Ryder asks us to hold that there was insufficient evidence to permit a jury to determine the extent to which the alleged absence of a functioning seat belt increased Mr. Newton's injuries, as required by Arkansas law. The relevant statute provides that the party seeking to show that injuries were caused by not using a seat belt must demonstrate that wearing the seat belt "would have reduced [the] injuries," see Ark. Code Ann. § 27-37-703(a) (2) (C) (ii), and must establish " [t]he extent of the reduction of such injuries," see Ark. Code Ann. § 27-37-703(a) (2) (C) (iii). See generally Shelter Mutual Insurance Co. v. Tucker, 748 S.W.2d 136, 137-38 (Ark. 1988).

At trial, however, Mr. Newton presented the reports of a consulting physician, Dr. Charles Clark, to the jury. Dr. Clark's reports stated that Mr. Newton suffered from a 20 percent impairment, and that the impairment was caused when " [t]he seat belt failed and he jammed his thighs up under the steering wheel," resulting in a "large hematoma in the medial aspect of the [left] thigh." We believe that this and the other trial evidence, including the pictures of the wrecked truck and Mr.
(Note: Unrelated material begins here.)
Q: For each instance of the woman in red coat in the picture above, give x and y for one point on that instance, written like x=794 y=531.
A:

Newton's testimony concerning what happened during the accident, was sufficient for the jury to determine the extent to which the alleged absence of a functioning seat belt enhanced Mr. Newton's injuries. Cf. Potts v. Benjamin, 882 F.2d 1320, 1322-23 (8th Cir. 1989).

For the foregoing reasons, we reverse and remand the matter for a new trial.